Ponad 200 tys. mieszkańców rejonu Chicago pozostawało we wtorek rano bez prądu po potężnym froncie burzowym, który nawiedził aglomerację w poniedziałek wieczorem. Zgłoszono co najmniej 10 mniejszych tornad, w tym w rejonie chicagowskich lotnisk. We wtorek trwało usuwanie szkód.
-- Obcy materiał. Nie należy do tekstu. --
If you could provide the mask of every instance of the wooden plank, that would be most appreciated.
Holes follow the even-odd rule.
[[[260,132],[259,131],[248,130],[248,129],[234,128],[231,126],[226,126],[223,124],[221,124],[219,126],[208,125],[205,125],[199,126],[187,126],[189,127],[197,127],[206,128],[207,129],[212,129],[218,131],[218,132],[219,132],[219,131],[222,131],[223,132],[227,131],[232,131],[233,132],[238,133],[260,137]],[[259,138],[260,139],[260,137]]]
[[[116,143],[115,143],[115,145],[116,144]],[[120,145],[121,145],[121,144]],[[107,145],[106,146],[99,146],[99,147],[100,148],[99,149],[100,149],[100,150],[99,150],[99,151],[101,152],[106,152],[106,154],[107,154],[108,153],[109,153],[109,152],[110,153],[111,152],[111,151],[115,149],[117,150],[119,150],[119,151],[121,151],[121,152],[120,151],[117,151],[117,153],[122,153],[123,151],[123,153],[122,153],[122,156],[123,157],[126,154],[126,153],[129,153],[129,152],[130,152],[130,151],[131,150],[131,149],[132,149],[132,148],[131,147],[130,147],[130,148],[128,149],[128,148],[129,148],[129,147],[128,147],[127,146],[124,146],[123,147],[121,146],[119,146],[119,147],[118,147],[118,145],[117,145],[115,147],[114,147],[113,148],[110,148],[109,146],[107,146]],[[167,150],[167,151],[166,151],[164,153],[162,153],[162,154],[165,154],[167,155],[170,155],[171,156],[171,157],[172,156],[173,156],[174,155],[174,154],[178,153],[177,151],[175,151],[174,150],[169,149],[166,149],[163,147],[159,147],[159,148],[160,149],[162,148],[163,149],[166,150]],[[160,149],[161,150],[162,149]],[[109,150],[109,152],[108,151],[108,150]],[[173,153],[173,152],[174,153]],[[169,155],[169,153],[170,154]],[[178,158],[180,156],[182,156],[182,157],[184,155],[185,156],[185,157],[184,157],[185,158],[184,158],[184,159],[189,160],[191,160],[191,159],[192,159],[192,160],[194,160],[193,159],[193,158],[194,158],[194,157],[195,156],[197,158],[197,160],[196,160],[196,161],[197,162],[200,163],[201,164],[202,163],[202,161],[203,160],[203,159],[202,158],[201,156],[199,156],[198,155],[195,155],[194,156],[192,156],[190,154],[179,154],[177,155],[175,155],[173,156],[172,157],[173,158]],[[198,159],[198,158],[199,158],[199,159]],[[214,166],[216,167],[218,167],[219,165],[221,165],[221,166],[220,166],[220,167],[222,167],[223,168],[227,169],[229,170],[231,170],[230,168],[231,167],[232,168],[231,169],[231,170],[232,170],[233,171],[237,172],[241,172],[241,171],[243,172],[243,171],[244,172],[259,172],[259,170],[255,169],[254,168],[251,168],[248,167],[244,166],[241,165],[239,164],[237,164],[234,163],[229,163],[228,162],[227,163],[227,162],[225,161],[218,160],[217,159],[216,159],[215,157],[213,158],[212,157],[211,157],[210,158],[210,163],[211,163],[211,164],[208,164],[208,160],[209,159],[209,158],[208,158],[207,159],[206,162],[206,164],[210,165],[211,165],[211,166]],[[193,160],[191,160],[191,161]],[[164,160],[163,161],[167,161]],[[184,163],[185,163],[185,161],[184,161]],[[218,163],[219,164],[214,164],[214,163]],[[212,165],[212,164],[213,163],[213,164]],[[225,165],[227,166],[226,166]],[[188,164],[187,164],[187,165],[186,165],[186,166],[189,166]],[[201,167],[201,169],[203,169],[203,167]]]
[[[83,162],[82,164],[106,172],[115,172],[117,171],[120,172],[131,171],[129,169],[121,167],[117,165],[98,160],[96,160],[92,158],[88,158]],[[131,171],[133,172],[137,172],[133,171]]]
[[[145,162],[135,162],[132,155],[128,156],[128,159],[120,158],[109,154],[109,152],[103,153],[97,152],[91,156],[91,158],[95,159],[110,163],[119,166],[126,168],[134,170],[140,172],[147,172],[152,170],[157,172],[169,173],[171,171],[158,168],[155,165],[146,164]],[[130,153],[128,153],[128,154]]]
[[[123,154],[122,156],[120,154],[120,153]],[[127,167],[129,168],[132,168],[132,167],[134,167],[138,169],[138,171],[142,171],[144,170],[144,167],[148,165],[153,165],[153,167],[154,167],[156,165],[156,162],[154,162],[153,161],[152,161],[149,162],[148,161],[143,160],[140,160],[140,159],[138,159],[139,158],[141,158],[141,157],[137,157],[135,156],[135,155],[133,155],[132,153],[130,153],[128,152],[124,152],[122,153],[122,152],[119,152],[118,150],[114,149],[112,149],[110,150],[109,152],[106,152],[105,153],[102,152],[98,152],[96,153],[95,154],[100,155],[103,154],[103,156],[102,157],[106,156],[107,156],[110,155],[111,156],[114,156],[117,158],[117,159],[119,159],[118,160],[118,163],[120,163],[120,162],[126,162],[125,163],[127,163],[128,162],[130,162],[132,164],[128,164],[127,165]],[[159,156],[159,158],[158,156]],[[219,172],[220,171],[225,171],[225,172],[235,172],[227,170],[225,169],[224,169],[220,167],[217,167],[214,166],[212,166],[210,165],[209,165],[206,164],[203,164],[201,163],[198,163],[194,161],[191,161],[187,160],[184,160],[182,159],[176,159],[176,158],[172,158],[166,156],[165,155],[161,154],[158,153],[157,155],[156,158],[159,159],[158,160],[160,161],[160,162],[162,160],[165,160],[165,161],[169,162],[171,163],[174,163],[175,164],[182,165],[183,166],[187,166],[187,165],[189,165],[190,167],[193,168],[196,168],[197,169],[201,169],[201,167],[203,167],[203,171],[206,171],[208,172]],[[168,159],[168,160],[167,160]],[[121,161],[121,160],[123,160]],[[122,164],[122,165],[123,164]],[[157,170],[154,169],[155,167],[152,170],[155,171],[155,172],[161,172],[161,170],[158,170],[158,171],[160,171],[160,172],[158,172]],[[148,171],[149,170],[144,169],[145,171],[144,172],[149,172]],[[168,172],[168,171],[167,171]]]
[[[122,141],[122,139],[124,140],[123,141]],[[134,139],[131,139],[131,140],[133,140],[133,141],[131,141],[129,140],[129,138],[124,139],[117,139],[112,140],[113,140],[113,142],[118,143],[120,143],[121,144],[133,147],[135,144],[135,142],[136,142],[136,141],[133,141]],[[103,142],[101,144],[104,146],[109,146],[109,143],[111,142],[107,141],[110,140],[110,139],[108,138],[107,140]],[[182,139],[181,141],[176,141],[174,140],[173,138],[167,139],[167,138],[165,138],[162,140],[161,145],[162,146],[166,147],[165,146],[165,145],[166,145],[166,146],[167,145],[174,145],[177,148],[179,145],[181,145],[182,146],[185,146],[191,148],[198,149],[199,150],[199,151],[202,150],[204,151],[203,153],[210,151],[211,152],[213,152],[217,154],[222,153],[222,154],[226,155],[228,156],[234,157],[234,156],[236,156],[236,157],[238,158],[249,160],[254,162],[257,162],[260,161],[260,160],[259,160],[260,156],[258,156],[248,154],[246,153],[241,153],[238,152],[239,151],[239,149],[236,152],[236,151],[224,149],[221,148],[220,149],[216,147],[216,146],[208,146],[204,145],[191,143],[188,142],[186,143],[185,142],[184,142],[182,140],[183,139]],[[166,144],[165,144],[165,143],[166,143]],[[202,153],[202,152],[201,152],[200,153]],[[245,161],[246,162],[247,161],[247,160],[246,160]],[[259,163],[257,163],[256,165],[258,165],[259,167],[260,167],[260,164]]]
Syreny ostrzegające przed tornadami wyły w poniedziałek wieczorem w kilkunastu powiatach w północnym Illinois, w tym w Cook, wszystkich powiatach okalających Chicago i w samym Wietrznym Mieście. Przed 10 pm służby meteorologiczne zgłosiły 10 aktywnych tornad w rejonie Chicago, w tym dwa na lotniskach O’Hare i Midway. Mniejsze tornada przeszły wzdłuż autostrady I-88 na zachodnich przedmieściach, w rejonie Aurory, Warrenville, Naperville i Joliet.
Gwałtowne burze i wichury powaliły drzewa i zerwały linie energetyczne. We wtorek rano bez prądu pozostalwało 206 tys. klientów elektrowni ComEd. Firma zapowiadała, że 80 proc. odzyska prąd do środy wieczorem, a pozostałe 20 proc. – najpóźniej do piątku.
Krajowe służby meterorologiczne (National Weather Service, NWS) pracują nad potwierdzeniem ostatecznej liczby tornad i wichur, i innych gwałtownych zjawisk atmosferycznych, które wystąpiły w nocy z poniedziałku na wtorek. Będzie ona znana w najbliższych dniach.